The majority of that squandered time is the 48-minute title track, a piece stacked so tall with inadequacies it overshadows the remaining three cuts (which, even alone, sound inconsequential). As a former stoner and life-long pro wrestling fan, I can safely say I’ve never wasted as much time on either activity as I did on with several spins of this “epic,” waiting for the promised epiphany. Instead, I found only minor, frustrating glimmers of hope: the minimalist guitar like bullets tapping together at 35:00, or the mutilated screech of bagpipes that ebbed and flowed like murky saltwater.

The remaining 4o-ish minutes were most tedious. “On Jones Beach” is intrinsically a musical abyss, where enthusiasm is crushed under the weight of overwrought technical displays, like the uninspired crackle of the guitar at 41:00 or the nerve-wracking guitar hiss at 32:00. But the most lethal contributing factor is these seasoned vets pushing the notion that they’re on to something pivotal, as if they’re rewriting the very definition of dissonance. Really, they come off as amateurs forging bad rip-offs of already bland and overindulgent Sonic Youth songs.

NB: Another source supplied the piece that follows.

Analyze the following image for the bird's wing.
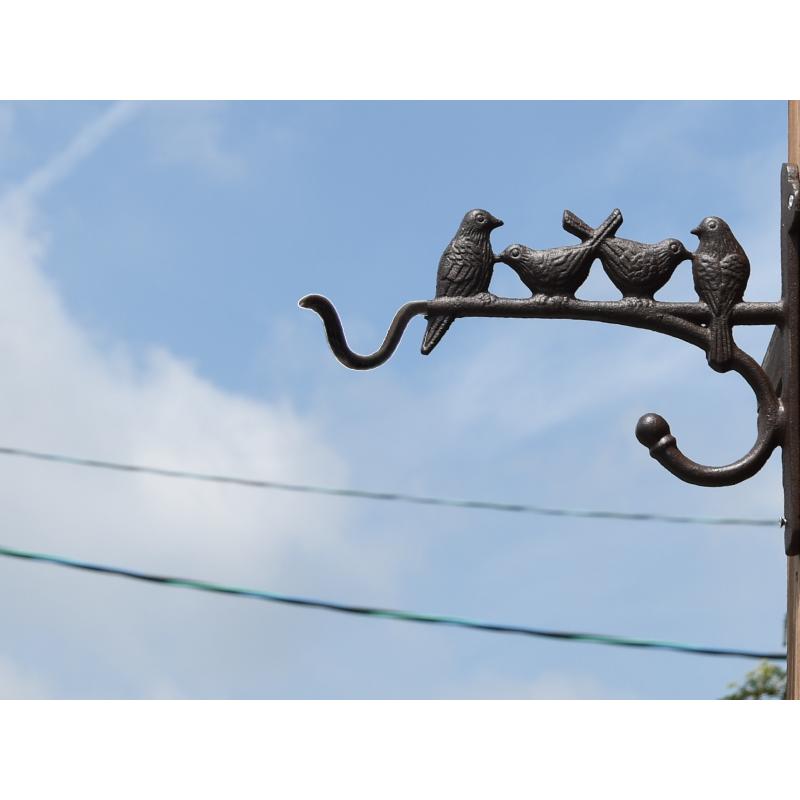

Maybe I just don’t get it. Or maybe there’s just nothing to get, nothing that’s substantial enough to offer any inherent value or even some lesson about the ups and downs of true, groundbreaking experimentation. The only thing to be found is three men adorning themselves in protective, atonal armor, wearing their brightly colored and plentiful laurels into a losing battle against their own failing sensibilities. If this is the music of men at the peak of their drone pyramid, then I will happily spin nothing but Carley Rae Jepsen for the remainder of my days.